In Flanders fields the poppies blow
Between the crosses, row on row,
That mark our place; and in the sky
The larks, still bravely singing, fly
Scarce heard amid the guns below.
Major John McCrae, a doctor with the 1st Brigade Canadian Field Artillery, wrote the moving poem ‘In Flanders Fields’ in May, 1915, in tribute to his fallen comrade Lieutenant Alexis Helmer. The poppy has been a symbol of remembrance of the Great War ever since.
Now, to mark the centenary of the start of World War 1 and commemorate the 888,246 British and Commonwealth servicemen and women who died, that exact number of ceramic, hand-made red poppies are being planted in tribute around the Tower of London.
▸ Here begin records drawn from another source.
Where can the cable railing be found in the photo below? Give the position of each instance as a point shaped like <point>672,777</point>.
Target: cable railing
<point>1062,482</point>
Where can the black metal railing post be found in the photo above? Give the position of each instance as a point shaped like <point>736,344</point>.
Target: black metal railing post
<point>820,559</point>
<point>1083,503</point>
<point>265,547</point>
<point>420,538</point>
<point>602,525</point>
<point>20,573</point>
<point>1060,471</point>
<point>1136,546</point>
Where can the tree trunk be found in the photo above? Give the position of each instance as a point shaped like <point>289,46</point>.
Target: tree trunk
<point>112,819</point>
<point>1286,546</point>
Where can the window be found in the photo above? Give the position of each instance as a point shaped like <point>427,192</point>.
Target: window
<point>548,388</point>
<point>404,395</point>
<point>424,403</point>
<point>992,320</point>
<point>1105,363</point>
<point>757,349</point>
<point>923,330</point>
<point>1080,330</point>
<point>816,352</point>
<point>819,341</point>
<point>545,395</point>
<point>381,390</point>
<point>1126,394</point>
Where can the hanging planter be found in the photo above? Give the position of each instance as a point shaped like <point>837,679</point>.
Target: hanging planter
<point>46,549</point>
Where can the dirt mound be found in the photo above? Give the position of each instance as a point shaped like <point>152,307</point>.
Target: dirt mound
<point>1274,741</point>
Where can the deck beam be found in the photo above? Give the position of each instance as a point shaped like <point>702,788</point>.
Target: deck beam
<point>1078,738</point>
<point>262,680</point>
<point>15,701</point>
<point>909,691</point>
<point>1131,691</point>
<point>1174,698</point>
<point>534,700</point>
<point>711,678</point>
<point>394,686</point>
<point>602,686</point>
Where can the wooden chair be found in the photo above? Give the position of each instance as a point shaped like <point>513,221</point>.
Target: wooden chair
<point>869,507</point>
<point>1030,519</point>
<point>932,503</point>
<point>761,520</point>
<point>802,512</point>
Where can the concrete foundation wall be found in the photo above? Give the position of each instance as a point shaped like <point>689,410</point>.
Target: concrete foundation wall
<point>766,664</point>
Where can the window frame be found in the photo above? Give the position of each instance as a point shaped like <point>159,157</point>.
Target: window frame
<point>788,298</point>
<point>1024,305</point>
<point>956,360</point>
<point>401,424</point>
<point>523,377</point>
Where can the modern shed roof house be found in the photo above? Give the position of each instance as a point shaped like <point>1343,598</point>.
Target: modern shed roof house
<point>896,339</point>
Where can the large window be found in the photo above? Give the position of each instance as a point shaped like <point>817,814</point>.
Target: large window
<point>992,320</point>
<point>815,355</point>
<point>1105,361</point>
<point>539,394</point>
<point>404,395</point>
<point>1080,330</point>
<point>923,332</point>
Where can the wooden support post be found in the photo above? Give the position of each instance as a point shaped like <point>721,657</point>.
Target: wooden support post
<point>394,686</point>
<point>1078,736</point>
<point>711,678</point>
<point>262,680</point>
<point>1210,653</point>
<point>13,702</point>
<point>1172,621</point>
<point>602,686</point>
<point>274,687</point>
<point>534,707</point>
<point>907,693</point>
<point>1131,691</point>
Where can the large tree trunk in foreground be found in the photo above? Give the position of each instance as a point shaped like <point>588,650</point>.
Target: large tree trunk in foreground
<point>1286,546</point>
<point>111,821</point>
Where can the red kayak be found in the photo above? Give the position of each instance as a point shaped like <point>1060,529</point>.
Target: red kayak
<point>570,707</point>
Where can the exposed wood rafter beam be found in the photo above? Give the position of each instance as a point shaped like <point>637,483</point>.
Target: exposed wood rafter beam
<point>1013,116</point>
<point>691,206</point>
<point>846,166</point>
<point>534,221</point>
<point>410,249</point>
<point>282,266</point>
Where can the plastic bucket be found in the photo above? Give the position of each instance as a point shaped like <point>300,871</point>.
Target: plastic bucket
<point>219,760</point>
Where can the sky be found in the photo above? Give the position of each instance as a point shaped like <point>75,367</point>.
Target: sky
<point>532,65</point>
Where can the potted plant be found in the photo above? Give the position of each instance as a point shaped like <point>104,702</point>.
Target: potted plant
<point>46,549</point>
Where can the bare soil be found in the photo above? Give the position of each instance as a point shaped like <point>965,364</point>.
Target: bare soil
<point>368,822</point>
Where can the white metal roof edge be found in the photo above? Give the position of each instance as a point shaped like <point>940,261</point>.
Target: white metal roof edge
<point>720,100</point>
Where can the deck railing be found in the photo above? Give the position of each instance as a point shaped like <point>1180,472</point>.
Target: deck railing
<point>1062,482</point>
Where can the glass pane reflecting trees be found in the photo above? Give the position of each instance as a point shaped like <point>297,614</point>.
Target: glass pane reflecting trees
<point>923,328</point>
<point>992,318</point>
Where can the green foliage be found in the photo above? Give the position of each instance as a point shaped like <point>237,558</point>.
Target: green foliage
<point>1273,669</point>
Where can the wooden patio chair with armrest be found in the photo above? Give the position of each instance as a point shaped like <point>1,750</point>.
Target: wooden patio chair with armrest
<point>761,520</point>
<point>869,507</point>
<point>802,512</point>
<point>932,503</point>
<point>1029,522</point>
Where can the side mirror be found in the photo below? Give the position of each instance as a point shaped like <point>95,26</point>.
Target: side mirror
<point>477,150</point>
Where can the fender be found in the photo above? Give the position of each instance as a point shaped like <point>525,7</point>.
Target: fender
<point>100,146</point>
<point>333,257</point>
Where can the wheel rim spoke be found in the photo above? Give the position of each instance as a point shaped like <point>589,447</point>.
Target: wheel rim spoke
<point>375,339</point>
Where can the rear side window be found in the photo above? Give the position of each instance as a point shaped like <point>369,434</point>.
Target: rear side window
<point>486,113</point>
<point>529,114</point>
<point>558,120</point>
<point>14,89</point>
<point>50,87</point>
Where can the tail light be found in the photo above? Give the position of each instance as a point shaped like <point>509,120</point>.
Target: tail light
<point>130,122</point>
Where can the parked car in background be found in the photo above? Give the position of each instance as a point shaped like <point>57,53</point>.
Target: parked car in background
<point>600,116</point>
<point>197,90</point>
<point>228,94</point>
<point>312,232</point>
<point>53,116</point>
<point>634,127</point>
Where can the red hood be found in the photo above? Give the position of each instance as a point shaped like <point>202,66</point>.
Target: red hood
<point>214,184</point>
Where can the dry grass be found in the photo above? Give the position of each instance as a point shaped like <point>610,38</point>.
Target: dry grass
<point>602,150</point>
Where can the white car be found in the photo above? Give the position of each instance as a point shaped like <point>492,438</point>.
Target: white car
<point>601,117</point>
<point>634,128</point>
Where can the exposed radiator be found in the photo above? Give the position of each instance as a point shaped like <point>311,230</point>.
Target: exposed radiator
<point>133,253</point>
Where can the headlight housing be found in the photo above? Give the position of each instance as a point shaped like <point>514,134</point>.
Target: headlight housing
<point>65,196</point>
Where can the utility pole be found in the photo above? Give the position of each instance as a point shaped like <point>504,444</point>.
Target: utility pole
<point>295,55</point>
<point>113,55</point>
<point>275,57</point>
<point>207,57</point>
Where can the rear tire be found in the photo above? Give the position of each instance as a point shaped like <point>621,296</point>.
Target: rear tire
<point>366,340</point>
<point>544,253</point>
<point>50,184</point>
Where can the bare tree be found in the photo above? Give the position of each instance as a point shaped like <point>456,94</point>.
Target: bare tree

This simple, eloquent and moving tribute is the work of ceramicist Paul Cummins and stage designer Tom Piper. Cummins enlisted around 50 people to help him make the ceramic flowers for this installation, titled Blood Swept Lands and Seas of Red.
The artist told The Guardian earlier this year that the title came from a line – ‘The blood-swept lands and seas of red, where angels fear to tread’ – in the will of an unknown English soldier, buried in Flanders.
The Tower’s longest-serving Yeoman Warden, Crawford Butler, planted the first poppy last week and a team of more than 100 volunteers continue to fill the 7-hectare moat with the poppies. The last poppy will be symbolically planted on Remembrance Day, 11 November, 2014.
The installation is officially unveiled next Monday, August 5 – 100 years since the first full day of Britain’s engagement in WWI and the ceramic poppies are being sold for £25 ($45) each to raise money for service charities.
At twilight daily, the names of 180 service people killed during the war are being read out, followed by the Last Post.